Because Stock is not a first timer. She also was featured on 1 LGBTQ+ Activist vs 25 conservatives where she said “most men who have sex with other men—one or more times a week—have problems where they are not able to control their bowel movements.”
When these clips arise and people go back to watch these shows, the monetization of the videos are just making money off these extreme, far right activists
Finally, you’ve got Mehdi Hasan — a respected Muslim journalist — placed in a panel with people who, at best, flirt with fascism and, at worst, openly identify with it.
Okay just sidebar: how many people do you know personally that call themselves a fascist willingly? My guess is zero.
The premise alone is outrageous, but Jubilee frames it as a balanced debate. This isn’t platforming for the sake of understanding — it’s platforming to provoke and profit.
The Pattern Is the Point
This is Jubilee’s model. Bring in a high-profile guest, surround them with extremes, sit back, and let chaos drive the clicks. The result isn’t a deeper understanding of the other side — it’s a monetized spectacle of division. And because outrage is profitable, they’ll keep doing it. The more unhinged the guest, the better the engagement. The more viral the takedown, the more ads get sold. Empathy has been replaced by spectacle, and they’re laughing all the way to the bank.
So What Can We Do?
It feels like we can’t put the genie back in the bottle. But we’re not powerless. Here’s how we push back:
✂️ Demonetize outrage-based content.
Stop feeding clicks to shows like Surrounded. They profit off division. The more we engage, the worse public discourse becomes.

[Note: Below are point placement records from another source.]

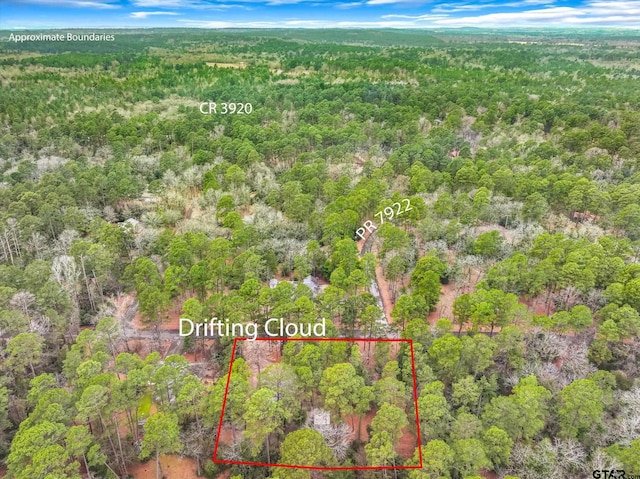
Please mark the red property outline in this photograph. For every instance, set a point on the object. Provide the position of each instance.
(291, 466)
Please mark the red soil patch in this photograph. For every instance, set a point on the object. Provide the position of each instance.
(173, 467)
(143, 347)
(259, 355)
(407, 444)
(385, 293)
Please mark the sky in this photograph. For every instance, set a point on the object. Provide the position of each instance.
(429, 14)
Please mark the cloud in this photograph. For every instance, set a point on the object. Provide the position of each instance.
(398, 2)
(146, 14)
(594, 13)
(100, 4)
(294, 23)
(471, 7)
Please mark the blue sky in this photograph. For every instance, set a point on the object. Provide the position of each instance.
(18, 14)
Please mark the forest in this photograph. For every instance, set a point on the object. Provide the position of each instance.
(515, 275)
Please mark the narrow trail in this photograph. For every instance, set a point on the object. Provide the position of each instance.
(382, 295)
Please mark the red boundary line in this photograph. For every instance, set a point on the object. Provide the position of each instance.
(318, 468)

📵 Log off. Seek long-form content.
Twitter/X rewards snark and outrage. But real ideas need more than 280 characters. Prioritize platforms and content that allow for depth and nuance—even when it’s slower.
🛑 Don’t let the worst dominate the conversation.
Yes, Elon Musk has wrecked Twitter. But retreating into ideological silos like BlueSky or TruthSocial just hands public space over to extremists. Stay visible. Push back.
🤝 Find common ground—when possible.
Not everyone on the other side is unreachable. I’ll admit I have been lucky to be exposed to opportunities to learn this. As a graduate of the Sorensen Institute for Political Leadership at the University of Virginia, I was enrolled in a course that was created for the sole purpose of better bipartisan understanding and I am better for it. I worked alongside Republicans and Independents to tackle large scale problems and we even had agreements on ways to combat the housing crisis in Virginia.
We’re Not That Far Gone
Yes, this moment feels divided. But it doesn’t have to stay that way.
We can resist performative rage. We can demand better from our media. We can talk, listen, and—sometimes—find agreement.
Or we can keep spiraling, feeding the machine that profits from our division.
The choice, as always, is ours.
TL;DR:
Public discourse is being destroyed by bad-faith media, social media algorithms, and outrage-driven platforms like Jubilee’s Surrounded, which sensationalize conflict instead of fostering real dialogue. What once passed for debate has become viral performance, rewarding humiliation over understanding. Influencers and extremists profit off of division, while thoughtful discussion is sidelined. We must push back by demonetizing outrage content, stepping away from performative platforms, staying engaged in shared spaces, and making room for genuine conversation—even across political lines. Our country depends on it.
By the Ballot is an opinion series published on Substack. All views expressed are solely those of the author and should not be interpreted as reporting or objective journalism or attributed to any other individual or organization. I am not a journalist or reporter, nor do I claim to be one. This publication represents personal commentary, analysis, and opinion only.